APP Fraud

What is APP Fraud and how can I avoid it?

Authorised Push Payment is a type of financial fraud. Like all frauds, the aim is to steal the victim’s money. In order to do so, the fraudster uses manipulation and deception. In the case of APP fraud, the fraudster tricks the victim to send money to the fraudster’s account voluntarily. The victim is often under false pretences, believing they are sending money for legitimate reasons, such as buying goods or services or helping family or friends. Sometimes the fraudster pretends to be someone, or from an organisation, you know like your bank.

How to avoid it?

1 Don’t rush.

Fraudsters want to create an urgency, so you don’t have time to think. They often do a lot of talking and social engineering, trying to build up your confidence in their request. Take your time.

2 Think what is the purpose of the payment?

Consider what the payment is for. Often fraudsters create fear by saying the money must move because it is not safe where it is held now, or over promising “too-good-to-be-true” interest on investments. Towards employees of small businesses, fraudsters often put themselves forward as a new employee at your normal beneficiary, paying for goods and services, but give new account details. Consider whether the request is legitimate and verify the purpose of the payment (and or change in account details) by contacting your banking provider or your verified contact at the known beneficiary.

3 Ask yourself how well do you know the recipient?

Fraudsters try to impersonate staff from your banking provider or from your normal suppliers. They often change payment instructions or account details to divert funds.

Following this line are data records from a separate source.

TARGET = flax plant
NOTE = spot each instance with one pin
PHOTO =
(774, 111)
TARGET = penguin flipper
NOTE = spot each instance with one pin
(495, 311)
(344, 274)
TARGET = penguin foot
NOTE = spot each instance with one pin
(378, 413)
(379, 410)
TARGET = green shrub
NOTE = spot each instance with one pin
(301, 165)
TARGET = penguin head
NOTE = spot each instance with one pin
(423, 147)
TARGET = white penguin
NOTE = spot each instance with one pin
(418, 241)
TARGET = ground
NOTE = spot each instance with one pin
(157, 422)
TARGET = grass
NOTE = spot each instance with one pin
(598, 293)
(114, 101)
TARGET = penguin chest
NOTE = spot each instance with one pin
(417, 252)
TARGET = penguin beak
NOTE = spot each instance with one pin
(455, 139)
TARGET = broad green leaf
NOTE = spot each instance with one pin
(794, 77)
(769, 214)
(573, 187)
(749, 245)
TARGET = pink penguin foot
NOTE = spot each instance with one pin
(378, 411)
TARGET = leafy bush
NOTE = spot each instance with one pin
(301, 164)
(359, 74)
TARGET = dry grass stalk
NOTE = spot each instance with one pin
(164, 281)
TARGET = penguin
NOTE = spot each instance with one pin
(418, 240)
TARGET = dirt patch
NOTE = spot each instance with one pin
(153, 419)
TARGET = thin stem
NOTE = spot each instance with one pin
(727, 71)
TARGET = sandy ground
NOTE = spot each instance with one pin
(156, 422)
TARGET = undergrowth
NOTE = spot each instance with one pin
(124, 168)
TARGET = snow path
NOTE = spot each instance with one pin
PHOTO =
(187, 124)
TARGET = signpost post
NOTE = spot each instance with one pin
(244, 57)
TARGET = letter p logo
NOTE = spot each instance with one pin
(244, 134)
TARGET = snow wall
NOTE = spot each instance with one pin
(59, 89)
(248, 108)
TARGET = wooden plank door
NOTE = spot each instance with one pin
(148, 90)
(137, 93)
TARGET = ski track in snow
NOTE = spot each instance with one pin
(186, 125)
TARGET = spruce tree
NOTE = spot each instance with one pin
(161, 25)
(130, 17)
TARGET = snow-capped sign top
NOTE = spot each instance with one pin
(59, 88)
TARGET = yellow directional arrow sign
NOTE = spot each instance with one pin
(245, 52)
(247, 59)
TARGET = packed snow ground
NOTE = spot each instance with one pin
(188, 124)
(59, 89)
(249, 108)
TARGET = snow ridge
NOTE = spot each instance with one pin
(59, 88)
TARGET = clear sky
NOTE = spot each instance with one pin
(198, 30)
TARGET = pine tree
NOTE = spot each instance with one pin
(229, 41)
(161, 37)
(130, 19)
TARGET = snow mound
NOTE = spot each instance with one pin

4 Consider how you received the request?

Fraudsters can contact you by mobile phone, landline, text or email. Ask yourself whether the communication took place from a known/unknown source. Consider whether the request was unexpected.

5 Verify the recipient’s identity and payment details.

If the fraudster pretends to be from an organisation, contact the organisation yourself by using verified communication channels. An example is to not continue the communication, but to go online to the trusted website affiliated with the intended recipient and using contact methods are per their website or those known to you.